Shin Dong-Yeop, Lee Yun-Gyoo, Lee Hyun-Jung, Choi Seyoun, Park Jin Joo, Kim Dong-Wan
Department of Internal Medicine, Seoul National University College of Medicine, Seoul, Korea.
Korean J Hematol. 2010 Dec;45(4):282-5. doi: 10.5045/kjh.2010.45.4.282. Epub 2010 Dec 31.
Primary cardiac lymphoma (PCL) is a rare disease entity with only a few reported cases in Korea. In this paper, we report a case of PCL in a 59-year-old man presenting with chest pain. Diffuse large B-cell lymphoma was diagnosed through a cardiac catheterization-assisted percutaneous endomyocardial biopsy, and there was no evidence of extracardiac involvement of the lymphoma.The patient had a complete clinical response after systemic chemotherapy with a rituximab, cyclophosphamide, doxorubicin, vincristine, and prednisolone (R-CHOP) regimen and additional post-chemotherapeutic radiation therapy. The patient experienced a long-term disease-free survival of over 4 years. However, he received coronary artery bypass graft surgery due to an acute myocardial infarction that occurred 3 years after the completion of the radiation therapy. Although the addition of radiation therapy to the treatment is thought to decrease the risk of relapse in patients with PCL, a careful and thorough consideration of the potential complications of radiation therapy, particularly with respect to cardiac complications, should be considered.

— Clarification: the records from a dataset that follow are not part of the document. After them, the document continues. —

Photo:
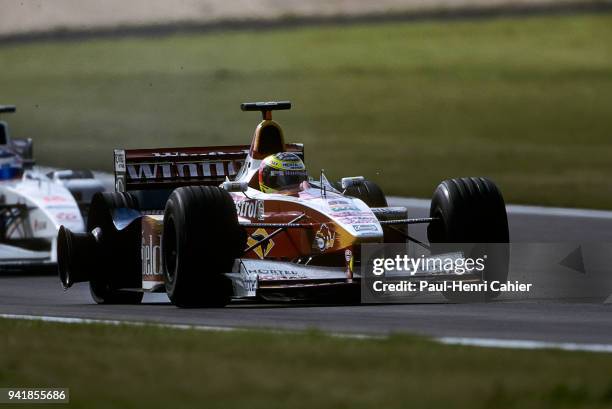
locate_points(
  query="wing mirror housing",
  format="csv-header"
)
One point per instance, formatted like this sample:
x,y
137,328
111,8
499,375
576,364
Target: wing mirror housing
x,y
234,186
352,181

原发性心脏淋巴瘤(PCL)是一种罕见的疾病实体,在韩国仅有少数病例报道。在本文中,我们报告了一例59岁男性的PCL病例,该患者表现为胸痛。通过心导管辅助经皮心内膜心肌活检诊断为弥漫性大B细胞淋巴瘤,且没有淋巴瘤心外受累的证据。该患者在接受利妥昔单抗、环磷酰胺、阿霉素、长春新碱和泼尼松龙(R-CHOP)方案的全身化疗及额外的化疗后放疗后,获得了完全的临床缓解。患者经历了超过4年的长期无病生存。然而,在放疗结束3年后,他因急性心肌梗死接受了冠状动脉搭桥手术。尽管在治疗中添加放疗被认为可降低PCL患者的复发风险,但应仔细、全面地考虑放疗的潜在并发症,尤其是心脏并发症。